Blox (the visual orchestration language in the Nabu Platform) and Glue (the scripting language) share the same custom execution engine.

I drew inspiration from XPath and added a query syntax similar to that found in XPath. To explain how it works I will start with glue where you can actually see the full syntax. Blox hides part of that syntax in an effort to make it easier to use.

Basic Glue querying

Assume we have a basic data set of dogs:

dogs = [
    {
        "name": "Sparky",
        "age": 5,
        "breed": "bulldog"
    }, {
        "name": "Charlie",
        "age": 3,
        "breed": "beagle"
    }, {
        "name": "Byron",
        "age": 8,
        "breed": "cane-corso"
    }
]

In pretty much any programming language you can perform indexed access on an array to fetch a particular item, for instance let's get the second dog (the engine uses 0-based indexes):

charlie = dogs[1]
{
    "name": "Charlie",
    "age": 3,
    "breed": "beagle"
}

But what if you want all dogs that are at least 5 years old? Most languages will require you to write a filter function and apply it to the array in some way. In the Nabu execution engine you can use a XPath-like query:

dogsOfInterest = dogs[age >= 5]
[
    {
        "name": "Sparky",
        "age": 5,
        "breed": "bulldog"
    }, {
        "name": "Byron",
        "age": 8,
        "breed": "cane-corso"
    }
]

Internally the engine will loop over all dogs and find those with the requested age restriction. You can also filter on multiple fields, for instance suppose we want to specify that we are only interested in bulldogs:

dogsOfInterest = dogs[age >= 5 && breed == "bulldog"]
[
    {
        "name": "Sparky",
        "age": 5,
        "breed": "bulldog"
    }
]

Nested queries

Suppose we have a slightly more complex data structure with nested arrays:

owners = [
    {
        "name": "John Smith",
        "country": "be",
        "age": 7,
        "dogs": [
            {
                "name": "Sparky",
                "age": 5,
                "breed": "bulldog"
            },
            {
                "name": "Charlie",
                "age": 3,
                "breed": "beagle"
            }
        ]
    }, {
        "name": "Jack Smooth",
        "country": "nl",
        "age": 7,
        "dogs": [
            {
                "name": "Byron",
                "age": 8,
                "breed": "cane-corso"
            }
        ]
    }
]

Suppose we just want a list of all dogs, we can do this:

allDogs = owners/dogs
[
    {
        "name": "Sparky",
        "age": 5,
        "breed": "bulldog"
    }, {
        "name": "Charlie",
        "age": 3,
        "breed": "beagle"
    }, {
        "name": "Byron",
        "age": 8,
        "breed": "cane-corso"
    }
]

This will return a flat list of dogs that looks exactly like our first dataset. Note that we use the same / separator as XPath for object access rather than the . syntax found in most programming languages.

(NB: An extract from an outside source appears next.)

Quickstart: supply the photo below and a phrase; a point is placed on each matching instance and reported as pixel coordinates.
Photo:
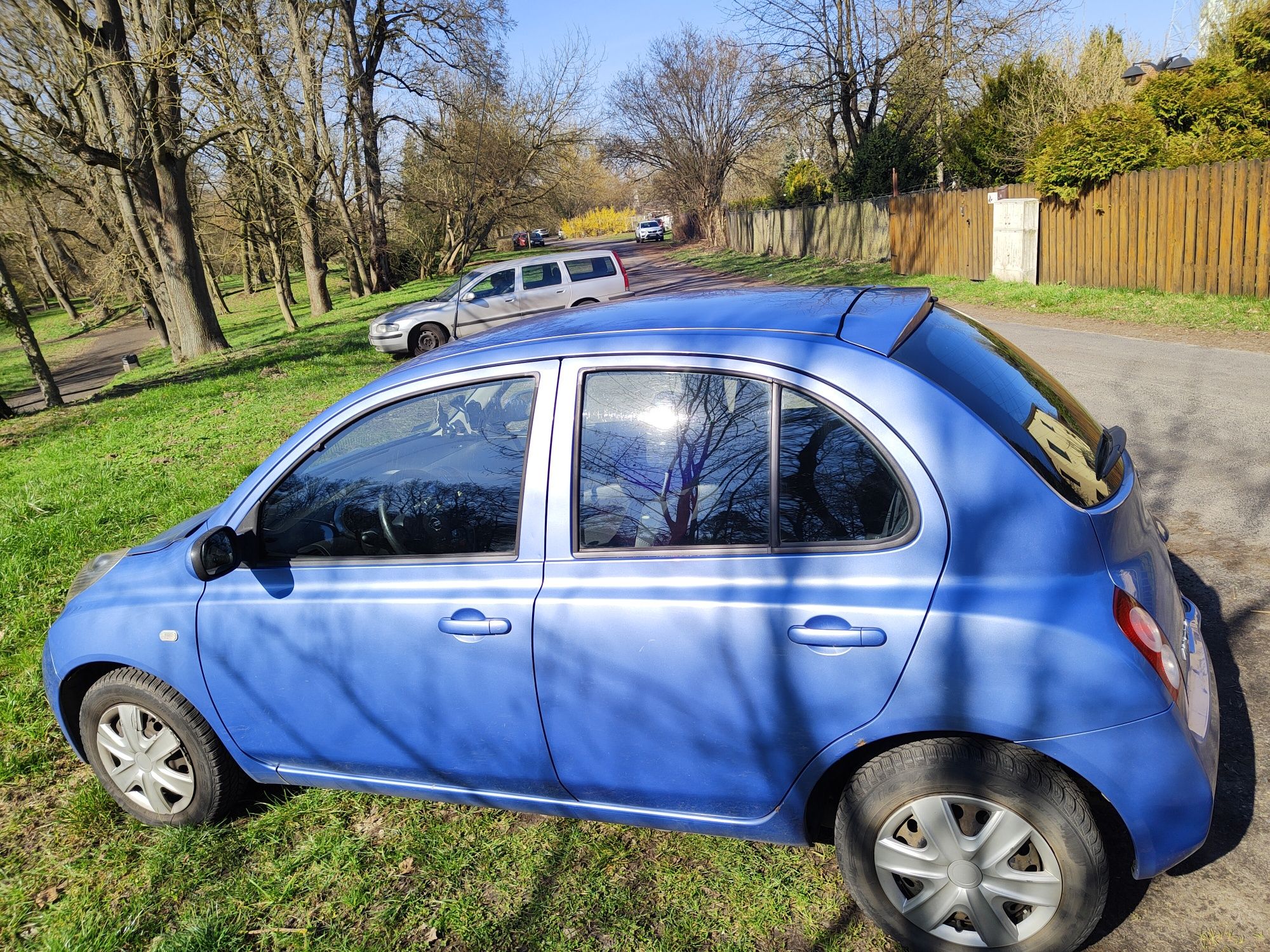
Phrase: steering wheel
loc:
(391, 532)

We could also apply the same query as we did before:

dogsOfInterest = owners/dogs[age >= 5 && breed == "bulldog"]
[
    {
        "name": "Sparky",
        "age": 5,
        "breed": "bulldog"
    }
]

Indexed access on subarrays works but maybe not in the way you might think:

dogs = owners/dogs[0]
[
    {
        "name": "Sparky",
        "age": 5,
        "breed": "bulldog"
    }, {
        "name": "Byron",
        "age": 8,
        "breed": "cane-corso"
    }
]

The result may surprise you because there are two ways to interpret that query:

  • combine all dogs for all owners and give me the first one
  • combine all first dogs for all owners

The engine takes the second approach.

In the final example suppose we want all beagles for owners living in Belgium:

belgianBeagles = owners[country == "be"]/dogs[breed == "beagle"]
[
    {
        "name": "Charlie",
        "age": 3,
        "breed": "beagle"
    }
]

Variable context

In the queries we have run so far, we have used variables that exist at the level we are querying. When we execute this query:

dogsOfInterest = dogs[age >= 5]

We access the age property that exists in each iteration of the dog object.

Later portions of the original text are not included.